Le Journal de Paris en rend-compte de manière assez favorable au musicien : « On a remarqué dans l’ensemble une variété toujours nécessaire dans la musique dramatique, et que l’on n’obtient que difficilement. Les deux duos entre Armide et Renaud ont paru d’un chant plein d’expression. Le morceau où Armide et Hidraot évoquent les Furies a paru faible et d’un style peu propre au sujet ; mais les chœurs ont, pour la plupart, beaucoup d’effet. On a surtout applaudi avec transport celui du serment et celui des démons qui se refusent au désir d’Armide, Barbare Amour, a produit le plus grand enthousiasme… Quel que soit, au surplus, le succès de ce premier ouvrage, le public paraît attendre beaucoup de ce compositeur, les beautés lui appartiennent, et les fautes légères qu’on a pu y remarquer disparaîtront, lorsque l’expérience lui aura appris et le génie de la langue et ce qu’exigent chez nous les convenances théâtrales. » Même Grimm, hostile à l’ouvrage, ne put en dissimuler les beautés.

Renaud connut un honorable succès, avec 156 représentations données jusqu’au 16 mars 1815. (Au total, cet opéra, très proche de Gluck par le style mais sensiblement inférieur à l’Armide du Chevalier, fut affiché 155 fois de 1783 à 1815 à l’Opéra, mais ne connut qu’une courte carrière à l’étranger (à Liège en 1784 et à Copenhague en 1786).) Puis ce fut un long silence, interrompu uniquement par un concert londonien de 1981 dirigé par Hickox. Si une reprise partielle récente (dirigéepar Hervé Niquet en 2011) nous en présentait les pages principales, il semblait bien étrange que cette partition magnifique tarde à reprendre le chemin des théâtres.

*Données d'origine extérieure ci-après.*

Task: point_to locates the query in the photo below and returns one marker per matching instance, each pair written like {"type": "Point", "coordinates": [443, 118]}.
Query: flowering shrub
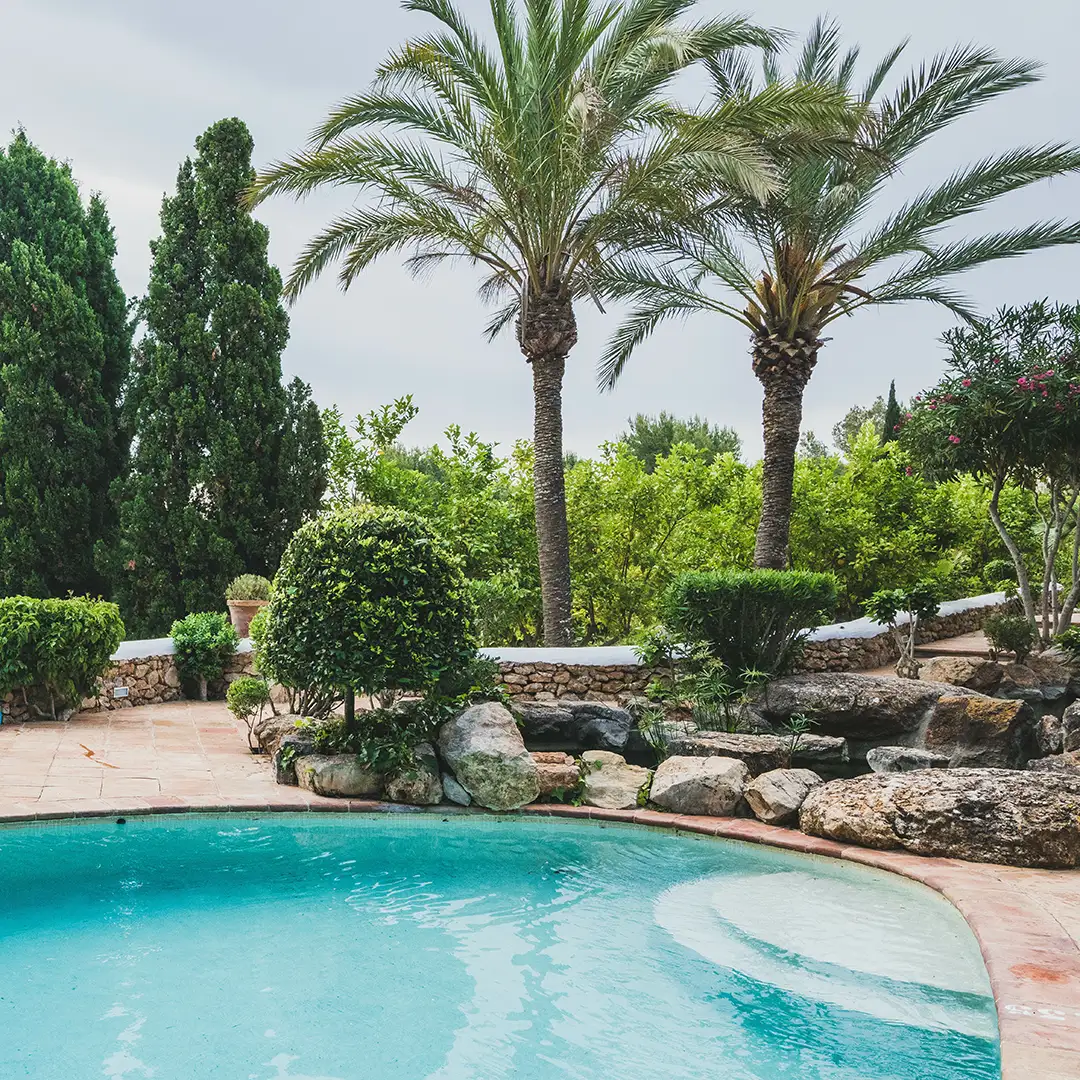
{"type": "Point", "coordinates": [1008, 410]}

C’est désormais chose faite, avec les deux concerts de Versailles et Metz en 2012, présentés sous l’égide du Palazetto Bru Zane et du CMBV auxquels on doit nombre de redécouvertes majeures de ces dernières années. Que cette entreprise plus que nécessaire ait été confiée à Christophe Rousset n’a rien qui étonne. On connait la curiosité inlassable qui conduit le fondateur et chef des Talens Lyriques vers les chemins de traverse et les sentes escarpées des grands (soit-disant) « petits maîtres » de transition. Sa perception aguerrie, tant des styles successifs en vogue à l’Académie royale de musique que du grand modèle italien illustré par l’autre versant de la carrière lui compositeur, lui permet d’équilibrer avec naturel et élégance les emportements de Sacchini tout autant que la sensualité de sa musique. Car ce dernier a su, sans trahir ses commanditaires, revivifier le modèle français en puisant à diverses sources, fluidifiant un discours qui glisse sans à-coups d’ensembles solidement architecturés en pages introspectives. Ce sont ces inspirations, mêlées dans une veine mélodique et dramatique chauffée à blanc, qui lui font transcender un texte parfois inégal, et certaines inadéquations des chanteurs choisis à la création (Renaud se distingue plus par la galanterie que par l’héroïsme). De même, les Talens lyriques, très inspirés par ce chatoiement dynamique, se font démiurges fidèles des courants qui traversent l’élan énergique et suave du Napolitain. Elégance flexible, éclat séducteur, brusquerie larvée et grandeur jamais décorative en dessinent des contours qui stimulent l’imagination, par un naturel lumineux et une théâtralité expressive qui poussent les chanteurs dans tous leurs retranchements expressifs. Pour autant, il ne faut pas oublier l’extraordinaire prélude du troisième acte (qui voit Armide défaite, errer sur le champ de bataille, écho à son délitement moral), d’une subtilité d’outre-ombres tout à fait remarquable, et un divertissement au premier acte dont les airs de danse échappent à leur pure fonction formelle par leur fougue discursive.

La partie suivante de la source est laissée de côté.